# Approaches to solving robust SPs¶

*(paraphrased from [Ozturk, 2019])*

**robust** implements a heuristic to solve a RSP
based on our previous discussion on robust geometric programming.

## General RSP Solver¶

A common heuristic algorithm to solve a SP is by sequentially solving local GP approximations. Similarly, our approach to solve a RSP is based on solving a sequence of local RGP approximations. In this heuristic, a good initial guess will lead to faster convergence and possibly a better solution. The deterministic solution of the uncertain SP is in general a good candidate \(x_0\).

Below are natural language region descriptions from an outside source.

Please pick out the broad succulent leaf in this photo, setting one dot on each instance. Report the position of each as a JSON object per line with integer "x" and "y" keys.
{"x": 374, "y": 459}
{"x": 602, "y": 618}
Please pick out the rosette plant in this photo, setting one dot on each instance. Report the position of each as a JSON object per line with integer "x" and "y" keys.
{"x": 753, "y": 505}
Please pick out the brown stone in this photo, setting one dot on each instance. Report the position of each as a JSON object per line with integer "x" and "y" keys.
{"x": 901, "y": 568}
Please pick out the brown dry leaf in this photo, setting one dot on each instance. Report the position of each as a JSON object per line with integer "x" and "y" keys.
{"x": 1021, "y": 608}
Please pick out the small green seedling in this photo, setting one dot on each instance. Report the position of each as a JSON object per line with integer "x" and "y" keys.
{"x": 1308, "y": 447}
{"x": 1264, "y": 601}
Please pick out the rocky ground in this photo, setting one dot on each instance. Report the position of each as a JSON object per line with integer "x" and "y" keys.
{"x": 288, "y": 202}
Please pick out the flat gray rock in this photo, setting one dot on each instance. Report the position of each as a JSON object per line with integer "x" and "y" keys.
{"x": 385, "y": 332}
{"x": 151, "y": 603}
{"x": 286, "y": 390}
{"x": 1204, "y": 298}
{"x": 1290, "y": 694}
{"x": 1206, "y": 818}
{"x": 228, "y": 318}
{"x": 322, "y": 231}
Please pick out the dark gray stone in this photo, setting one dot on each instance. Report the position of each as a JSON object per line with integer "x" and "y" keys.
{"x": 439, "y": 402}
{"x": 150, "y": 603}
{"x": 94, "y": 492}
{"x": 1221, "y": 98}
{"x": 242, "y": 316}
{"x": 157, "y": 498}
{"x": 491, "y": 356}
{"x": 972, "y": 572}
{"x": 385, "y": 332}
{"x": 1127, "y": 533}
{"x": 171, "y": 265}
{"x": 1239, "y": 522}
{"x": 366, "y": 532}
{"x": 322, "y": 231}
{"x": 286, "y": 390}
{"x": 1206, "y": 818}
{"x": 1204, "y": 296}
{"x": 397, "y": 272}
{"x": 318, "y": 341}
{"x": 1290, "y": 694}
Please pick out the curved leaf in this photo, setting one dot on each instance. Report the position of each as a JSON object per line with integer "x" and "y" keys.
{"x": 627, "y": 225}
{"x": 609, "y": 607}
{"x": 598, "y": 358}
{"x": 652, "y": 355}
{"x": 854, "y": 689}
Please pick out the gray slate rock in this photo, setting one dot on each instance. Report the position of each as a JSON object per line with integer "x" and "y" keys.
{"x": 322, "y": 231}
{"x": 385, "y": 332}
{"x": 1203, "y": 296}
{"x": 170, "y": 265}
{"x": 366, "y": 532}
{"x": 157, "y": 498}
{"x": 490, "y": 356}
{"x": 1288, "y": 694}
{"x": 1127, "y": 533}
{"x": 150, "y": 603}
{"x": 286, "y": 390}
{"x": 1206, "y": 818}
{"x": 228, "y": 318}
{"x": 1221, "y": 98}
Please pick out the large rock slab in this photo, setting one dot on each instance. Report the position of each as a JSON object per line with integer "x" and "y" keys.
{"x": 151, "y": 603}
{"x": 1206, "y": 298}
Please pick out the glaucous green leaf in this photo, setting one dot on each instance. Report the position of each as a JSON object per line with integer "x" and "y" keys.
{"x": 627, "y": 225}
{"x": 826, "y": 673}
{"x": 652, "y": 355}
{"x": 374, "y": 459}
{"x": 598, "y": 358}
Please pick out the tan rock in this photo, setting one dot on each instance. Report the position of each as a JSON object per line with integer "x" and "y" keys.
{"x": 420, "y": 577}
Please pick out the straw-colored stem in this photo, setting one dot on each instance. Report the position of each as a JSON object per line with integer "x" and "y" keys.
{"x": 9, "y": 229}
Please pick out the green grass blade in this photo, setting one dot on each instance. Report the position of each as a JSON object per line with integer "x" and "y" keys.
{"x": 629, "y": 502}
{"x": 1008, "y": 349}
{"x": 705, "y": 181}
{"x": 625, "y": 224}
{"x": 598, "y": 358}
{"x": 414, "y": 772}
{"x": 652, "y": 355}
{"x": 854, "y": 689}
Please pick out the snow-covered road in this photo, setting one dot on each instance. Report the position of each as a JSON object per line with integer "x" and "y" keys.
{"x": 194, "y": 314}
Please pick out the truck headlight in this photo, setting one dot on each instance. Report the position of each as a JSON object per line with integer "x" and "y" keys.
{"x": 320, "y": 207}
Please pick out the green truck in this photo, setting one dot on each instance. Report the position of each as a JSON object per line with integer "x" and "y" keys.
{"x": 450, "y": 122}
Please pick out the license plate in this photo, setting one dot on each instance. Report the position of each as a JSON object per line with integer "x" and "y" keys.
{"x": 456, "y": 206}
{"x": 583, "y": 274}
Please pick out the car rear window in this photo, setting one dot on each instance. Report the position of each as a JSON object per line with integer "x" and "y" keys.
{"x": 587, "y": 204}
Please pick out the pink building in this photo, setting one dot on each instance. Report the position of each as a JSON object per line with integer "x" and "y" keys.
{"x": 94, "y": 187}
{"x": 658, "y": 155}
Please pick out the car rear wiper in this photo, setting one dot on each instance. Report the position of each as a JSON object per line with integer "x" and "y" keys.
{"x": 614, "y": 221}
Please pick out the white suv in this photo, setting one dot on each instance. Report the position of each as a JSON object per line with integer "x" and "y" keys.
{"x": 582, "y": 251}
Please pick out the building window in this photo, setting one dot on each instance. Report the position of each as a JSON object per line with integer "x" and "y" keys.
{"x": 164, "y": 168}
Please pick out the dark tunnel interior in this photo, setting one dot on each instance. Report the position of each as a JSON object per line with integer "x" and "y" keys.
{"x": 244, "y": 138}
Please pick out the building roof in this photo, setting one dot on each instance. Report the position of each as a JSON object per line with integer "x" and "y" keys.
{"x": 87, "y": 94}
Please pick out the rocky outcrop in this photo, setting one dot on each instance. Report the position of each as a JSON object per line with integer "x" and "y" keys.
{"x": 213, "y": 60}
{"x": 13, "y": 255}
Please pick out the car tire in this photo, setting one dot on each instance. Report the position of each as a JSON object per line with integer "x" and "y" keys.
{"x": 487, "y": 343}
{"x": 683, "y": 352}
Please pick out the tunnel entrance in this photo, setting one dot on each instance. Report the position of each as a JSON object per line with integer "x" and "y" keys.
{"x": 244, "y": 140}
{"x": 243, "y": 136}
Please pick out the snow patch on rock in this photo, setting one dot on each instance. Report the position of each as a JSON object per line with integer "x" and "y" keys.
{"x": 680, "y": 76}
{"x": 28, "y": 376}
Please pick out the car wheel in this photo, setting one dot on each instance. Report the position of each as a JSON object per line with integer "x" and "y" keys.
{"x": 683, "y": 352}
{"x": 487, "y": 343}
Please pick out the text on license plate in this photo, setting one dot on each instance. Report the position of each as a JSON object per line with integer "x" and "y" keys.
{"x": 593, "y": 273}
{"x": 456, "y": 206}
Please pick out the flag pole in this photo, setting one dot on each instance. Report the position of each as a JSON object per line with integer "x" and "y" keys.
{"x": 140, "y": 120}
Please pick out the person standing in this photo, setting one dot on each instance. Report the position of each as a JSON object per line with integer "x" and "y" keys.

For comparisons between methods ahead, we write the algorithm explicitly as follows:

- Choose an initial guess \(x_0\).
- Repeat:

- Find the local GP approximation of the SP at \(x_i\).
- Find the RGP formulation of the GP.
- Solve the RGP to obtain \(x_{i+1}\).
- If \(x_{i+1} \approx x_{i}\): break

Any of the previously mentioned methodologies can be used to formulate the local RGP approximation. However, depending on the RGP formulation chosen to solve a RSP, the formulation and solution blocks in the above figure are adjusted.

## Best Pairs RSP Solver¶

If the Best Pairs methodology is exploited, then the above algorithm would change so that each iteration would solve the local RGP approximation and choose the best permutation for each large posynomial. The modified algorithm would become as follows:

- Choose an initial guess \(x_0\).
- Repeat:

- Find the local GP approximation of the SP at \(x_i\).
- For each large posynomial constraint, select the new permutation \(\phi\) such that \(\phi\) minimizes the robust large constraint evaluated at \(x_i\).
- Solve the approximate tractable counterparts of the local GP, and let \(\mathbf{x}_{i+1}\) be the solution.
- If \(x_{i+1} \approx x_{i}\): break.

## Linearized Perturbations RSP Solver¶

On the other hand, if the Linearized Perturbations formulation is to be used, then we can avoid solving a SP at each iteration by first approximating the original SP constraints locally, and in the same loop approximating the robustified possibly signomial constraints locally, thus solving a GP at each iteration instead of a SP. The algorithm would then become as follows:

- Choose an initial guess \(x_0\).
- Repeat:

- Find the local GP approximation of the SP at \(x_i\).
- Robustify the constraints of the local GP approximation using the Linearized Perturbations methodology.
- Find the local GP approximation of the resulting local SP at \(x_i\).
- Solve the local GP approximation in step c to obtain $x_{i+1}$.
- If \(x_{i+1} \approx x_{i}\): break.

Work in progress…